Pkw-Bestand in Europa: Millionen-Wachstum
Auf Europas Straßen wird es voller. Wie aus nun veröffentlichten Zahlen des Industrieverbands ACEA hervorgeht, waren 2024 EU-weit 256 Millionen Pkw registriert. Das sind 1,4 Prozent oder gut 3,5 Millionen mehr als im Vorjahr. Im Vergleich mit 2020 liegt das Plus bei fast 13 Millionen. Ein Großteil des Flottenwachstums findet dabei in den östlichen Mitgliedsstaaten statt. Zu den Pkw hinzukommen noch knapp 38 Millionen Lkw, Transporter und Busse. Auch dort wächst die Flotte – im Vergleich zu 2023 gab es ein Plus von 1,8 Prozent. Insgesamt beläuft sich der Automobilbestand in der EU damit auf 293.975.047 Fahrzeuge, 1,5 Prozent mehr als im Vorjahr. Die größte Flotte gibt es mit knapp 54 Millionen in Deutschland, gefolgt von Italien und Frankreich mit rund 47 Millionen.
Neue Zoll-Drohung von Trump: Autoindustrie warnt vor Folgen
Der Verband der Automobilindustrie (VDA) sieht in den von US-Präsident Donald Trump angekündigten neuen Strafzöllen gegen Deutschland und andere europäische Staaten eine schwerwiegende Belastung der transatlantischen Beziehungen. "Die Kosten durch diese zusätzlichen Zölle wären für die deutsche sowie europäische Industrie – in ohnehin herausfordernden Zeiten – enorm", warnte VDA-Präsidentin Hildegard Müller. Entscheidend ist aus Sicht Müllers "jetzt eine kluge, strategische und mit den betroffenen Ländern abgestimmte Reaktion" aus Brüssel. "Schnellschüsse führen zu einer Eskalation und einer möglichen Spirale, die nur Verlierer produziert", sagte die VDA-Präsidentin. Trump hatte Zölle gegen Deutschland sowie Dänemark, Norwegen, Schweden, Frankreich, Großbritannien, die Niederlande und Finnland angekündigt: auf alle Waren zunächst ab 1. Februar 10 Prozent und ab 1. Juni 25 Prozent – solange, bis eine Einigung über den "vollständigen und umfassenden Kauf Grönlands" erzielt sei.
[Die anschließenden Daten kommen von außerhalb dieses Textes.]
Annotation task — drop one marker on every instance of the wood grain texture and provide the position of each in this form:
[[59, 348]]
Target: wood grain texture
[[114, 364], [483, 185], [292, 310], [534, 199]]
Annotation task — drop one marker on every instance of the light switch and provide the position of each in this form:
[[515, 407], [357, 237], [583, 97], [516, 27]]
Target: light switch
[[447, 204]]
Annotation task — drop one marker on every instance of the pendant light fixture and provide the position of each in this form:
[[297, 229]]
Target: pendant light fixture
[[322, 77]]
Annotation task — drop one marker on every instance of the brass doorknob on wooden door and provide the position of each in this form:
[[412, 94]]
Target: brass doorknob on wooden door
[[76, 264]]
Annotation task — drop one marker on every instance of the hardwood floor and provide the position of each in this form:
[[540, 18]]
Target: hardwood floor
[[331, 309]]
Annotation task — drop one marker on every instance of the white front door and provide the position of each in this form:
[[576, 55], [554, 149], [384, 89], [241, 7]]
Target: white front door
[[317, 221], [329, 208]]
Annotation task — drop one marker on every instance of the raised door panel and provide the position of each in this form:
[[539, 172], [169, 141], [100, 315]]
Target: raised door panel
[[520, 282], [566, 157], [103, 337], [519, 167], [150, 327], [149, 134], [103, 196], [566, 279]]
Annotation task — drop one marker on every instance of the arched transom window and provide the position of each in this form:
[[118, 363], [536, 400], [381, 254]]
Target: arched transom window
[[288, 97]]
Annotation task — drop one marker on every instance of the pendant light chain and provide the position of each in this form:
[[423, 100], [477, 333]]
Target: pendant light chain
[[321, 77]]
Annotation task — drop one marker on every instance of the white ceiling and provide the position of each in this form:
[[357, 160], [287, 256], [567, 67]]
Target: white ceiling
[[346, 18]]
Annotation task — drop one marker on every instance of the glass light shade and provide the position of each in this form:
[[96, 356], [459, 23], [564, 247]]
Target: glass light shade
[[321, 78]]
Caravaning-Branche: Produktion geht deutlich zurück
Die deutschen Hersteller von Reisemobilen und Wohnwagen haben ihre Produktion im vergangenen Jahr deutlich zurückgefahren. Insgesamt verließen rund 99.000 Fahrzeuge die Werkshallen – und damit rund 17 Prozent weniger als ein Jahr zuvor, wie der Caravaning Industrie Verband (CIVD) mitteilte. Rund 42.000 davon wurden exportiert. Das Minus geht ähnlich stark auf Reisemobile und Wohnwagen zurück. Hauptgrund dafür war den Angaben nach ein vorübergehendes Überangebot. Bei stabiler Nachfrage sei sehr viel Bestand im Handel gewesen, sagte CIVD-Präsident Bernd Löher. Darauf hätten die Hersteller reagiert. Die gedrosselte Produktion wirkte sich auch auf den Umsatz der Branche aus: Dieser sank 2025 auf rund 14,1 Milliarden Euro, ein Minus von etwa 6,5 Prozent im Vergleich zum Vorjahr. Es handelt sich um den zweiten Rückgang in Folge. Die Erlöse der Branche hatten jahrelang zugelegt. Im Rekordjahr 2023 wurden 15,3 Milliarden Euro erwirtschaftet. Zum Gewinn macht der Verband keine Angaben.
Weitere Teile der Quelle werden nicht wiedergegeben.